Politics of picking a pope - KTIV News 4 Sioux City IA: News, Weather and Sports

Politics of picking a pope


In the politics of becoming pope, there's never been a race quite like this.

The church's problems enormous, the need for a powerful, unifying pope, never greater.

"We have to finish this, we have to get on with this. If we don't do this, it's over, blow the candles out," Monsignor Kevin Irwin, the Archdiocese of New York said.

The new pope will have to reinvigorate the church and bring its enormous bureaucracy, the curia, into the modern world.

The church does not just run on Hail Marys, you know, we gotta make it work in terms of personnel and money and being effective, and I think the question is how effective is the curia in a internet 24/7 world?

From the time a cardinal becomes a cardinal the race for pope is on.

They are judged on their intellectual, religious and spiritual heft, even their ability to communicate in Italian.

Politicking done, support secured in formal settings and often, in out of the way unlikely venues.

This is Venerina restaurant just round the corner from the Vatican.
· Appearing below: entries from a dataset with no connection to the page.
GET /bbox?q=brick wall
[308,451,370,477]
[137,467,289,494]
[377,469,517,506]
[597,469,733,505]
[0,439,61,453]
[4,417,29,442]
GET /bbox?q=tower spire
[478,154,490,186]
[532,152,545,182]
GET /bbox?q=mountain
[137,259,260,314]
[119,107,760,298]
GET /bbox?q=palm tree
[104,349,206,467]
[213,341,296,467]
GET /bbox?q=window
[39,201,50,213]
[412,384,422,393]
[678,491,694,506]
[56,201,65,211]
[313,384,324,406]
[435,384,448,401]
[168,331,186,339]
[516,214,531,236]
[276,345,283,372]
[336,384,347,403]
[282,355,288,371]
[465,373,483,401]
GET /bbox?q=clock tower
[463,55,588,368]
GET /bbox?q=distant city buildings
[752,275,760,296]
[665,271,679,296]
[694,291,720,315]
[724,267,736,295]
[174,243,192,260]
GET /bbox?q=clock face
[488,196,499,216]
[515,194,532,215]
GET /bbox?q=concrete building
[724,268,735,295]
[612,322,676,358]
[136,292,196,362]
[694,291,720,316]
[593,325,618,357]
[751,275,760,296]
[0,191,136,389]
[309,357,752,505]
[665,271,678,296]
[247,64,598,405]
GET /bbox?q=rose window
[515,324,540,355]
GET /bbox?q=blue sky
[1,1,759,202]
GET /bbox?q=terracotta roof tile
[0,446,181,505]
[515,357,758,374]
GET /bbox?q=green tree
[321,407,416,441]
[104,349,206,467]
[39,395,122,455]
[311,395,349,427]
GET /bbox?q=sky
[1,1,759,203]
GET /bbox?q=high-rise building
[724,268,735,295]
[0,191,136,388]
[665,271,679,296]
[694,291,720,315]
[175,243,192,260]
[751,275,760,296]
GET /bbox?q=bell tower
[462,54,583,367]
Cardinals come here in the ones and twos, they have lunch, dinner, sometimes a little wine. It's in places like this where much of the heavy lifting is done.

Venerina Labbate has served meals to connected and powerful Vatican insiders for 21 years.

"Dozens of cardinals have been here for the last couple of weeks, Venerina Labbate, the owner of Venerina Restaurant said, "when you're at the table you decide things."

Deciding important for many reasons, as one cardinal jokingly told her during his last meal here, when the conclave is under way, it's bread and water until a new pope is named.